DataFrame Serialization

The _coerce_cell function in runner.py normalises every DataFrame cell to a JSON-safe Python primitive before sending data to the sandbox container. Supported types:

Input type Serialised as
datetime, date, time, pd.Timestamp ISO 8601 string
timedelta, pd.Timedelta Total seconds (float)
numpy.integer int
numpy.floating float (inf/NaN → None)
numpy.bool_ bool
numpy.bytes_ UTF-8 string
decimal.Decimal float
uuid.UUID string
bytes UTF-8 string
complex string ("a+bj")
pd.NaT, pd.NA, float('nan'), inf None
Everything else str(v)

print() calls inside sandbox-executed code are redirected to stderr so they never pollute the JSON result written to stdout.


Quick Start

Prerequisites

  • Docker Desktop 4.x or later
  • An OpenAI API key

1. Clone & configure

git clone <repo-url>
cd data-analysis-app

Generate secrets and create the root .env (read by docker-compose):

# Generate a strong sandbox API key
python3 -c "import secrets; print('SANDBOX_API_KEY=' + secrets.token_hex(32))" >> .env

Create backend/.env:

cp backend/.env.example backend/.env
# Edit backend/.env — set SECRET_KEY and OPENAI_API_KEY
python3 -c "import secrets; print(secrets.token_hex(32))"  # use output as SECRET_KEY

2. Build the sandbox image

docker build -t data-analysis-sandbox:latest backend/app/sandbox/

3. Start all services

docker compose up --build
Service URL
Frontend http://localhost:3000
Backend API http://localhost:8000
API docs (Swagger) http://localhost:8000/docs

4. First use

  1. Open http://localhost:3000 — a session JWT is issued automatically
  2. Upload a CSV or Excel file via drag-and-drop
  3. Select the file and sheet in the left panel
  4. Type a question in the Query box, e.g. "What is the average salary by department?"
  5. Click Submit — results appear as text, table, or chart
  6. Previous queries appear in the history panel; click Reuse to populate the query box

Environment Variables

backend/.env

# ── Required ──────────────────────────────────────────────
OPENAI_API_KEY=sk-...

# Minimum 32 characters.

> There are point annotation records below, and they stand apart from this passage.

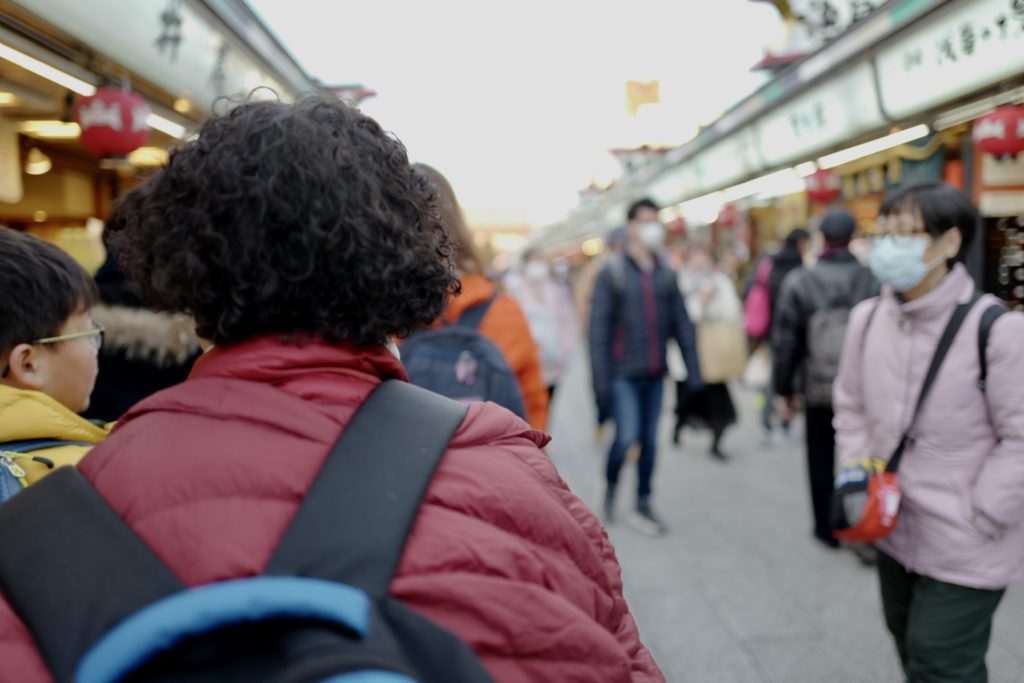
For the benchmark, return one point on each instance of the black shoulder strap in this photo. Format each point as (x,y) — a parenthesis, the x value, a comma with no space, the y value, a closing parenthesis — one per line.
(72,568)
(352,524)
(472,317)
(29,445)
(945,343)
(988,318)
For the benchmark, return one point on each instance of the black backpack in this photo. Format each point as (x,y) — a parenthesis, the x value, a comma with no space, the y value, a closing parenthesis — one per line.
(456,360)
(102,607)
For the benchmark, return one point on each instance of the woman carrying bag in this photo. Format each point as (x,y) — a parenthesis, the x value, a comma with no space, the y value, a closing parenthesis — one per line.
(954,539)
(715,308)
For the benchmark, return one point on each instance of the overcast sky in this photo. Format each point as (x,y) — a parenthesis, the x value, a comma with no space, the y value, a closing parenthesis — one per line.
(517,102)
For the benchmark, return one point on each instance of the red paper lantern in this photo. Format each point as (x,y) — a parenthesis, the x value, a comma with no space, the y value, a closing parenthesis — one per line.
(823,186)
(113,122)
(1001,132)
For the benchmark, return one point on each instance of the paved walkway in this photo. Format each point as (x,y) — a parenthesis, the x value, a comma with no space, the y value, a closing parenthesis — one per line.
(738,591)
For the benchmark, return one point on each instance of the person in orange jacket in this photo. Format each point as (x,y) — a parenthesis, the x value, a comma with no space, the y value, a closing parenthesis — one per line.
(505,323)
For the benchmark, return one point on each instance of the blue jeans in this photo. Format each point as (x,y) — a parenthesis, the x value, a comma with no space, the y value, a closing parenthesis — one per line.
(636,410)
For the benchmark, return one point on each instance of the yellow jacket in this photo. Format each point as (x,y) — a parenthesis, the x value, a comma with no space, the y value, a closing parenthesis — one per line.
(30,415)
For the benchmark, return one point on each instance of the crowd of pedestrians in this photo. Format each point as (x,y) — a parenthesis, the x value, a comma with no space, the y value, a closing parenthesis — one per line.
(256,329)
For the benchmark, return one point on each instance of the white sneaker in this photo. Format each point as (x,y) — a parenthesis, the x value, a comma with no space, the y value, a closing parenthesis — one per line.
(644,520)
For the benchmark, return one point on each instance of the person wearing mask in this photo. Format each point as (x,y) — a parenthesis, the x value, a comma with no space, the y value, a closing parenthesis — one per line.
(807,338)
(637,307)
(548,305)
(711,298)
(301,258)
(504,323)
(958,541)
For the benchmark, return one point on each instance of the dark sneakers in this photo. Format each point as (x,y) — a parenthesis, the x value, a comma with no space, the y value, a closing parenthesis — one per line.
(645,521)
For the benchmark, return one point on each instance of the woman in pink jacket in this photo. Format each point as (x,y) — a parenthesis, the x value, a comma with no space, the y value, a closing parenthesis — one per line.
(960,540)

Generate: python3 -c "import secrets; print(secrets.token_hex(32))"
SECRET_KEY=

# ── Database ──────────────────────────────────────────────
DATABASE_URL=postgresql+asyncpg://postgres:postgres@postgres:5432/data_analysis

# ── Environment ───────────────────────────────────────────
ENVIRONMENT=development    # set to "production" to enable secret-key validation
LOG_LEVEL=INFO

# ── CORS ──────────────────────────────────────────────────
ALLOWED_ORIGINS=["http://localhost:3000"]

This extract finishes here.